They could have blown the Fish out of the water.
The Washington Nationals (66-65) put runners on base in every inning but one against the Miami Marlins (49-81), and collected nine hits off the National League’s worst team.
The Nationals settled for a “W” by the score of 2-1 on Tuesday night, and despite the lack of the lopsided score the Nationals could have produced, a win’s a win.
The Nats jumped out to an early lead after singles from Ryan Zimmerman, Bryce Harper and Ian Desmond plus an RBI-ground out from Jayson Werth put them up 2-0 in the first inning.
But after the opening frame, the bats went quiet. Washington went 0-for-7 with runners in scoring position the rest of the night, and left eight men on base.
Fortunately for the offense, the bullpen stole the show.
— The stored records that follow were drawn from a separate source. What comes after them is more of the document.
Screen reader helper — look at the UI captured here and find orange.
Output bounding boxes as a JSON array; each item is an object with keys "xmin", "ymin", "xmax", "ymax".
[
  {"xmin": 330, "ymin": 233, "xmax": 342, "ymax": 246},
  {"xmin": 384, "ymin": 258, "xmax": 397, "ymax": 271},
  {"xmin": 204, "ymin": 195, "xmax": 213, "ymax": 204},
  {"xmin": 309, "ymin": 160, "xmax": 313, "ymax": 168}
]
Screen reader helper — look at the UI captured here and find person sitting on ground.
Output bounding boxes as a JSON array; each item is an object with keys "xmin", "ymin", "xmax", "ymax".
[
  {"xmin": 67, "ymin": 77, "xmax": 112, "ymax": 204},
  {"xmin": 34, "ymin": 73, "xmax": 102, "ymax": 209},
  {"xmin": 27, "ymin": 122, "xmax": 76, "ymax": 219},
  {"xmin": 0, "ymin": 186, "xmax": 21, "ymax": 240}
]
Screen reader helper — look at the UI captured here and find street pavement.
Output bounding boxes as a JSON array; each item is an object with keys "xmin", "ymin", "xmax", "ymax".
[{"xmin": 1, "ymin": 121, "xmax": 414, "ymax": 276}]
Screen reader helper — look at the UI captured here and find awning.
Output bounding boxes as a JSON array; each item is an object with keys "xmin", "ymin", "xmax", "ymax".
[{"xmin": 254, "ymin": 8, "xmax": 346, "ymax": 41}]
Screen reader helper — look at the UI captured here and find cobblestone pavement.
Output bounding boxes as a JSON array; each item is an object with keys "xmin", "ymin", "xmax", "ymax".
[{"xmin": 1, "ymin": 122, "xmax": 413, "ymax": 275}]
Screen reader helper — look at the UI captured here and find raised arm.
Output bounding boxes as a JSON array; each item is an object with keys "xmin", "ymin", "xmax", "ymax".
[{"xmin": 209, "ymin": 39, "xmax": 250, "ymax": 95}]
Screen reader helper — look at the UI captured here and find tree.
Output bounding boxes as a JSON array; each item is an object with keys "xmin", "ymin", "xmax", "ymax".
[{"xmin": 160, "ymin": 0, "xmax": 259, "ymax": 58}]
Starter Ross Ohlendorf cruised through five innings, but was pulled after facing just one batter in the sixth inning. The lone batter was Christian Yelich, who lofted his second home run of the season into the Nationals’ bullpen.
The home run ball landed beside Tanner Roark, who trotted out to replace Ohlendorf after the Marlins scored their run. His scoreless outing was as stellar as nearly all his appearances have been this year.
Roark walked two batters, but followed up with two big strikeouts to end the sixth inning. He has given up only three runs – two of them earned – in 17 and one-third innings with the Nationals this month.
Drew Storen threw six pitches to get three outs in the seventh inning, and Tyler Clippard followed with another effortlessly dominant outing, striking out two in a nine-pitch, 1-2-3 eighth inning, begging the question why Davey Johnson continues to turn to Rafael Soriano in the ninth.
Though they have pitched for nearly identical end results in the month of August before Tuesday– Soriano has seven saves to Clippard’s seven holds, though Soriano has blown two saves – Soriano’s August ERA (6.97) is more than double Clippard’s (3.09).
In his post-game press conference, Johnson said he never considered keeping Clippard in to pitch the ninth, and that he is not going to make a closer switch. On Tuesday, that mentality paid off, as Soriano closed out the game, giving up only a two-out single, to earn his 34th save of the season.
Though the Nationals made some mistakes and could have come away with a more dominant victory, they still pushed their record above .500, a feat they have seldom accomplished this year. Tomorrow will provide them with another tantalizing opportunity to keep their record rising.